C’est assez triste de constater que mon post, qui appelait simplement pour un peu plus de diversité, attira tant de commentaires sexistes et haineux envers les femmes. Cela montre à quel point nous avons besoin du féminisme. Les profils Facebook de ces hommes montraient qu’ils n’étaient pas des mecs bizarres ou des monstres. C’était des gens normaux, avec une famille et des amis.

Cela me décourage de constater à quel point les hommes se sentent menacés quand les femmes s’expriment.

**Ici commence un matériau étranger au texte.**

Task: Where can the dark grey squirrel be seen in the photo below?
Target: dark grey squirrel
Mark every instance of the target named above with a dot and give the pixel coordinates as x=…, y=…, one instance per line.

Sportsbet à résolu le problème en supprimant mon post, puisque apparemment c’est moi qui devait être censurée, plutôt que de s’occuper des individus qui proposent que je me suicide.

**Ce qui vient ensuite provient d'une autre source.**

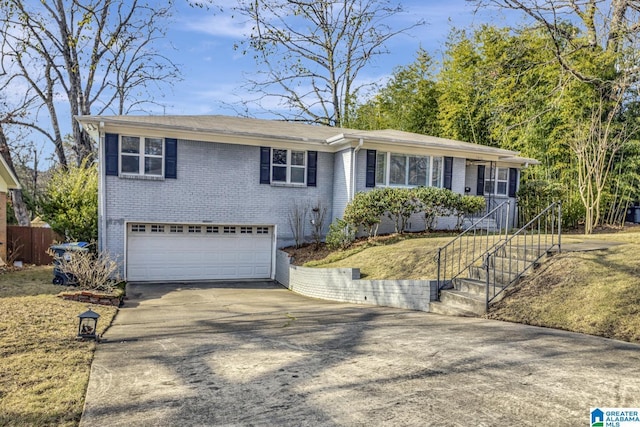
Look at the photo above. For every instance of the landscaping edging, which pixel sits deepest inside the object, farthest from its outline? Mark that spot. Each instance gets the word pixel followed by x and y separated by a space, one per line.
pixel 92 298
pixel 345 285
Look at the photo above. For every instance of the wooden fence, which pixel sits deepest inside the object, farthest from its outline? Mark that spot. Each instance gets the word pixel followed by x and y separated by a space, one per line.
pixel 30 244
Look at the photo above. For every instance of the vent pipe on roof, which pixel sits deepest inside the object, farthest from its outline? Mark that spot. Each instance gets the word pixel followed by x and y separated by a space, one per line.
pixel 354 174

Les pistes cyclables de font pas tout

Je crois qu’on néglige souvent le fait que, ce qui fait que les femmes ne se sentent pas en sécurité à vélo, ce n’est pas seulement les mauvaises infrastructures cyclables, c’est aussi le harcèlement qu’elles endurent. Les cyclistes dans leur ensemble ne sont pas respectés en tant qu’usagers de la route. Ajoutez le fait d’être une femme, et vous serez encore moins respectée.

J’ai décidé de décorer mon vélo australien car les Pays Bas me manquent. C’était une façon de recréer un petit bout de la culture hollandaise, pour me sentir chez moi dans ce pays magnifique. Sans le vouloir, cela a fait de moi une militante. Certaines femmes cyclistes peuvent tenter d’échapper aux insultes en se cachant sous leur casque, mais pas question pour moi de me cacher, sur mon vélo ultra féminin.